As the ICE Trust clears more clearing eligible CDS contracts, we anticipate that in the near future the large majority of dealer to dealer clearing eligible CDS contracts will be cleared as a matter of routine.   Clearing is a highly transparent process, and anyone with access to the internet can view data free of charge. The data relates to daily volume traded, as well as the price used by the clearinghouse for calculating how much collateral the clearinghouse will require from each dealer. The links to the websites showing that data:

 

https://www.theice.com/marketdata/reportcenter/reports.htm?reportId=98

http://www.markit.com/information/products/cds/cds-page.html

 

Interest Rates Clearing

 

Currently this market clears using the London-based LCH SwapClear service.  For outstanding trades as at the close of 2008, SwapClear clears approximately $160 trillion in notional, which equates to roughly 50% of inter-dealer swap trades globally.

 

Commodities Clearing

 

During the three month period ending in February 2009, OTC commodity derivatives dealers cleared on average approximately 40% of their OTC energy derivatives transactions and 35% of other commodity derivatives (excluding metals and agricultural products).  We anticipate these percentages will increase over time.

 

FX Clearing

 

Clearing has not been an industry practice because FX/currency OTC contracts tend to have shorter maturities, which generally decreases counterparty risk, and counterparty risk is the primary driver for the development of clearinghouses. However, discussions on this have begun among dealers and regulators.

 

JPMC is committed to working with Congress, regulators and other industry participants to ensure that an appropriate regulatory framework for derivatives is implemented.  I appreciate the opportunity to testify and look forward to your questions.
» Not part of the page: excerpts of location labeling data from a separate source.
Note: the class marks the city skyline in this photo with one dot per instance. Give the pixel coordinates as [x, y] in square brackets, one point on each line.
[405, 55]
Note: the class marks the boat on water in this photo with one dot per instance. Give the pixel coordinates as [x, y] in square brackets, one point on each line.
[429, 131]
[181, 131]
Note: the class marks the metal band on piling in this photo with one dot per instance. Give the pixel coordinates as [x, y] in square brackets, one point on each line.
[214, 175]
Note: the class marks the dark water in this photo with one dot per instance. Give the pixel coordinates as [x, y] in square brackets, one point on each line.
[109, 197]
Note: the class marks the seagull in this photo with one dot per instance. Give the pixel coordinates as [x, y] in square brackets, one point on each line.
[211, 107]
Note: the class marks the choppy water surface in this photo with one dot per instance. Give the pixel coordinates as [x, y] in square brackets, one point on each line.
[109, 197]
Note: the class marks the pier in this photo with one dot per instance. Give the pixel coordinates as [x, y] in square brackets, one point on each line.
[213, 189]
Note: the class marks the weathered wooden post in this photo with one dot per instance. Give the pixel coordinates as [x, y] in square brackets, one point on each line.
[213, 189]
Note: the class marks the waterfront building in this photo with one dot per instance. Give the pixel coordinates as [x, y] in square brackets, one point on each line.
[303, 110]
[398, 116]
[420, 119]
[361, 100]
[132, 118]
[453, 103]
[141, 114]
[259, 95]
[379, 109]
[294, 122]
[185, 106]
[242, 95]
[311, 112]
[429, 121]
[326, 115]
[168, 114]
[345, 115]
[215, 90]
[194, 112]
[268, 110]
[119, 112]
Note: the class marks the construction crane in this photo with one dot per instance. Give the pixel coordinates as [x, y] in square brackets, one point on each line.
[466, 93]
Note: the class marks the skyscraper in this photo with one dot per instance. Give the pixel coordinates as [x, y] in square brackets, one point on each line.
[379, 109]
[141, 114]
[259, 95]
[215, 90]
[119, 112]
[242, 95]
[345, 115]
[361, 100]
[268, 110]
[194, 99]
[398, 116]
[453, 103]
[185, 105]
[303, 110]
[1] For example, Lehman Brothers had a portfolio of OTC interest rate derivatives transactions that had an aggregate notional value of $9 trillion and that was cleared through LCH Clearnet, a clearinghouse that clears the majority of OTC interest rate swap transactions entered into between financial intermediaries.  Upon Lehman’s bankruptcy, the clearinghouse auctioned the portfolio, pursuant to its rules, and eliminated the market risk without having to tap its guaranty fund.  In addition, Lehman’s bankruptcy triggered settlement of credit default swaps that referenced Lehman.  It is estimated that there was up to $400 billion of such transactions outstanding, in gross notional terms, but at settlement, after netting all positions, the total payments owed were between $6 and $8 billion dollars.  The calculation and payment process occurred in an orderly manner with no reported problems.